Abstract
Background:
There is considerable literature about revision anterior cruciate ligament (ACL) reconstruction in athletes vut there is little published evidence about the same in the nonathletes. The injury itself may remain underdiagnosed and untreated in nonsports persons. This study highlights the high incidence of ACL injury in the nonathletic patient cohort, revision rates, and the outcomes of revision ACL reconstruction.
Materials and Methods:
856 nonathletic patients who underwent primary ACL reconstruction were included in this retrospective study. Patients were asked on phone whether they had undergone revision surgery and whether they had symptoms severe enough to seek reintervention. Clinical assessment and preoperative and postoperative International Knee Documentation Committee (IKDC) and Lysholm scoring were used to followup patients who underwent revision intervention.
Results:
Clinically, symptomatic revision rate was 5.9% (51 out of 856 patients), and 33 out of these 856 patients (3.9%) underwent revision ACL reconstruction. The reasons for revision were rupture of the previous graft in 21 and laxity (incompetence) of the graft in 12 patients. The mean preoperative and postoperative IKDC scores were 44.1 and 69.8, respectively, and the improvement was statistically significant (P < 0.001). The IKDC score following revision ACL reconstruction was significantly better in those patients who underwent revision <1 year following the onset of recurrent symptoms (P = 0.015). Meniscal tears were present in 47.6%, and chondral injuries were seen in 33.3% of patients. The tibial tunnel positioning was abnormal in 70% of patients. Femoral tunnel positioning was aberrant in all the patients.
Conclusions:
The revision rate of primary ACL reconstruction of 5.9% in nonathletes and revision ACL reconstruction rate of 3.9% are similar to the reported revision rates of 2.9%–5.8% in athletic patients. Similar to athletes, suboptimal tunnel placement is the major contributor to failure in nonathletes also.
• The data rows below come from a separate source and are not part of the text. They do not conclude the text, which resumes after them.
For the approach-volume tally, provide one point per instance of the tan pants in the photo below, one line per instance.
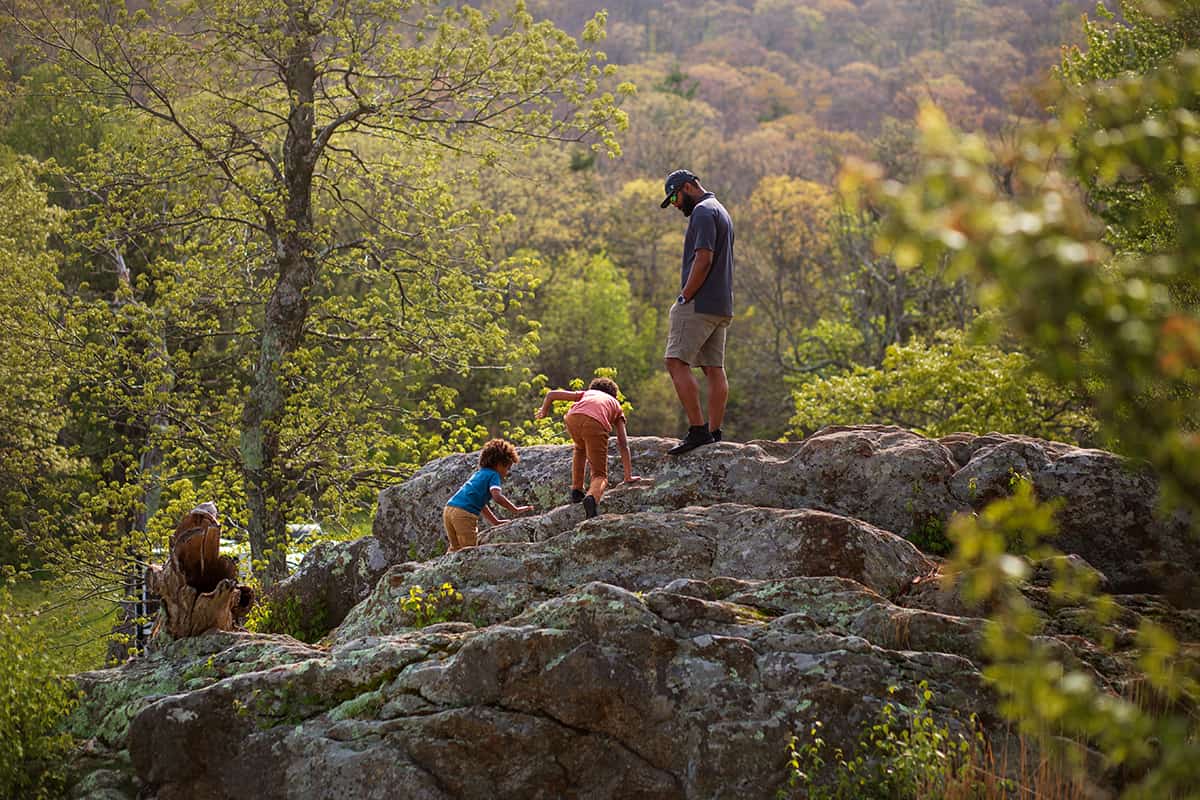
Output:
(592, 446)
(462, 527)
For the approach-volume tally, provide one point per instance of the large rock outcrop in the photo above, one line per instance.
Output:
(666, 649)
(893, 479)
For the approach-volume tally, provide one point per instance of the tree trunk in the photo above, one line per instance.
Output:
(198, 585)
(287, 311)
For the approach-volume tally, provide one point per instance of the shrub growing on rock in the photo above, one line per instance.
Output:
(33, 704)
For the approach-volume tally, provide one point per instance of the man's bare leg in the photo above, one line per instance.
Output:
(687, 389)
(718, 392)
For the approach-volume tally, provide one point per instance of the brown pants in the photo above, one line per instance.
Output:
(592, 446)
(462, 527)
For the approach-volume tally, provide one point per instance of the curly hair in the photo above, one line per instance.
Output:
(497, 452)
(606, 385)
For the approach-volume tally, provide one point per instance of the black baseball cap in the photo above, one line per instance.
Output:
(676, 180)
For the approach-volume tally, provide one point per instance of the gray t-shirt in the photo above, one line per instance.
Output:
(711, 228)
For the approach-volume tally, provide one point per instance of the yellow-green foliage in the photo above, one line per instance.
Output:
(441, 605)
(941, 386)
(1108, 300)
(905, 753)
(1050, 699)
(34, 701)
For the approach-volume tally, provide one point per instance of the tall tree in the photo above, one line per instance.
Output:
(299, 150)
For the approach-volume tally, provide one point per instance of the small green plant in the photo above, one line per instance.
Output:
(441, 605)
(930, 537)
(287, 615)
(905, 753)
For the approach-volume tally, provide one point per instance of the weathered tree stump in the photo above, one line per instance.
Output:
(198, 587)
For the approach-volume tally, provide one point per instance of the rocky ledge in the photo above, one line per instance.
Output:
(666, 649)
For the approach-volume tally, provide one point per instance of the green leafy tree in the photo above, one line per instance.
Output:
(587, 322)
(945, 385)
(31, 374)
(1111, 323)
(309, 164)
(34, 703)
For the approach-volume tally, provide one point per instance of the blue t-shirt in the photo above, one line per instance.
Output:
(477, 492)
(711, 228)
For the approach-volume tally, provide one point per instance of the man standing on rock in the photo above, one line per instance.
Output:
(703, 308)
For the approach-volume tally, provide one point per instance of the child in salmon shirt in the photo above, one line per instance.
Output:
(589, 421)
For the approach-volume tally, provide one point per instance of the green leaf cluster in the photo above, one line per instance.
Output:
(34, 703)
(942, 386)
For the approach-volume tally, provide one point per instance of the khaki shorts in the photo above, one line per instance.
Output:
(462, 527)
(697, 340)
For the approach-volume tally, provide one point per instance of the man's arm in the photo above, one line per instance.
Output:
(700, 266)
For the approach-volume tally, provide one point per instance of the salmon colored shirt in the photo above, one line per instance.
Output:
(600, 407)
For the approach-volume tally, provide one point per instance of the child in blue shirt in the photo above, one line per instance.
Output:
(462, 511)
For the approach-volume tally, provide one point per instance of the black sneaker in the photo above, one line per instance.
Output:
(697, 435)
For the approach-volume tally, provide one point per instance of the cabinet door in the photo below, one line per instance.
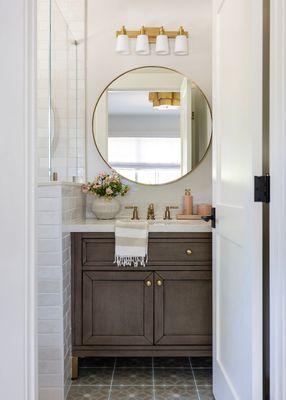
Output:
(117, 308)
(183, 308)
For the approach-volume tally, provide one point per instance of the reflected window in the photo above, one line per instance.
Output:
(137, 158)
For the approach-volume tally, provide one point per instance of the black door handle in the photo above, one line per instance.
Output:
(211, 217)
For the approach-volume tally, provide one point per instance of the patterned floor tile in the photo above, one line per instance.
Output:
(203, 362)
(88, 393)
(203, 377)
(171, 362)
(178, 377)
(97, 362)
(94, 376)
(133, 377)
(175, 393)
(134, 362)
(206, 393)
(129, 392)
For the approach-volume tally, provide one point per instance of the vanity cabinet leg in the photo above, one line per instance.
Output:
(74, 367)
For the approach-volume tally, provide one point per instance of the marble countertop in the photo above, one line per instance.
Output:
(160, 225)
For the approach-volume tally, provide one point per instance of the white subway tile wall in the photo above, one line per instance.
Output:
(57, 204)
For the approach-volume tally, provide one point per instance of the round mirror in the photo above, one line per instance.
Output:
(152, 125)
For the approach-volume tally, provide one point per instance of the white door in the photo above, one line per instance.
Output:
(237, 106)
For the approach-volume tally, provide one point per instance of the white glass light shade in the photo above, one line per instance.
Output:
(162, 45)
(122, 45)
(181, 45)
(142, 45)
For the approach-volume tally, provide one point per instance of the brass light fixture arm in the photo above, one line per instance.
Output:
(152, 33)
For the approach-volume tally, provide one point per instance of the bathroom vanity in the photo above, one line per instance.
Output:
(162, 309)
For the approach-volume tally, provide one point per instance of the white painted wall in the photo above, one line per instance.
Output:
(17, 202)
(103, 65)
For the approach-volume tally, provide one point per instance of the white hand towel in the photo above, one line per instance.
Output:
(131, 243)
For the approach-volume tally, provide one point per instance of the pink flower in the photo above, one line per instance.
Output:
(85, 188)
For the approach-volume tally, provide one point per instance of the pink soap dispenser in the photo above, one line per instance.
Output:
(188, 203)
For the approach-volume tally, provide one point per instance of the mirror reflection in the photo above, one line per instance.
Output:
(152, 125)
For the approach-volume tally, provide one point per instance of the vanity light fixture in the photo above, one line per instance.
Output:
(148, 35)
(122, 42)
(165, 100)
(162, 43)
(142, 43)
(181, 43)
Keywords: Anterior cruciate ligament, anterior cruciate ligament reconstruction, graft failure, revision anterior cruciate ligament reconstruction
Introduction
Anterior cruciate ligament (ACL) injury is one of the most common musculoskeletal injuries with an annual incidence of around 200,000 patients in the United States.1 Intraarticular ACL reconstruction using tendon autograft is the treatment of choice for symptomatic ACL tears with a reported success rate between 75% and 97%.2,3,4 While there is a huge body of literature on ACL injuries, reconstruction and revision operations in athletes published evidence on ACL injuries in nonathletes is conspicuous by its paucity.5 A few centers (including ours) cater to significant numbers of ACL injuries in patients who are not athletes and whose injuries occurred due to reasons other than sports.
Revision ACL reconstruction is an option for patients with symptomatic failures following primary ACL reconstruction. The average revision rate following revision ACL reconstruction in athletes is around 13.7% compared with the average revision rate of 2.9%–5.8% following primary ACL reconstructions.6,7,8,9,10,11,12 All studies6,9,13,14,15,16,17,18,19 except one by Garofolo et al.20 have reported that only around 60%–80% of patients can regain the preinjury sporting ability following revision ACL reconstruction.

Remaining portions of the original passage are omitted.